Palestinian children queue for a hot meal at a charity kitchen in Gaza City on April 30, 2025. (Photo by Omar AL-QATTAA / AFP)
Palestinian children queue for a hot meal at a charity kitchen in Gaza City on April 30, 2025. (Photo by Omar AL-QATTAA / AFP)

Even when food is available, many in Gaza cannot afford to buy it, as the enclave suffers from a severe cash shortage. Israel has blocked the entry of new currency into the territory since October 7, 2023, leaving residents at the mercy of money changers who have hiked exchange rates on remittances to exorbitant levels.

Palestinians in Gaza primarily rely on the Israeli shekel for daily transactions, which used to enter the strip through banks operating under the Palestinian Monetary Authority, supplied by the Bank of Israel.

Banking operations in Gaza have ground to a halt since the start of the war, and no fresh banknotes have entered the enclave, worsening an already dire humanitarian situation. Residents say they have been left at the mercy of traders who exploit the cash shortage to impose arbitrary rules on currency use.

'The Traders’ Game'

Dubbed “the traders’ game” by many in Gaza, the practice began with merchants refusing to accept worn-out banknotes and certain coins, such as the 10-shekel piece (worth about $3), which have all but vanished from local markets. Some vendors now reject older versions of bills - like the brown-hued 100-shekel note (around $28) - insisting instead on the newer yellow ones. The same rules apply to various denominations.

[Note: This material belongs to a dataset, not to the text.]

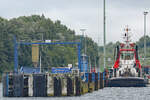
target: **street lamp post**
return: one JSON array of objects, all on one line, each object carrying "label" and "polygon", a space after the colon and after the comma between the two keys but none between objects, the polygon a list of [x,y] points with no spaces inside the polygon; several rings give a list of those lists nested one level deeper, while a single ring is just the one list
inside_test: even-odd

Speaking to Asharq Al-Awsat, Hani Jahjouh, a resident of al-Shati Camp west of Gaza City, said vendors selling vegetables and essential goods - when available - often refuse worn banknotes or specific coins, claiming they are counterfeit or easily faked.

“This just adds to the burden of people already crushed by impossible living conditions,” said Jahjouh, 59. “We don’t have solutions. We don’t even know where to get the money they’re asking for.”

Only a very small number of traders accept digital payments, and even then, residents say, they impose tough conditions - such as inflated prices or demands for partial payment in cash.

Displaced Gazan Duaa Ismail, originally from Beit Hanoun in the north of the enclave, says even when goods are available, she cannot afford them due to a lack of cash.

“We’re suffering badly from a shortage of money, and that makes it even harder to get basic items like flour and sugar - when they’re even in stock,” she told Asharq Al-Awsat from a shelter in Gaza City’s Sheikh Radwan neighborhood.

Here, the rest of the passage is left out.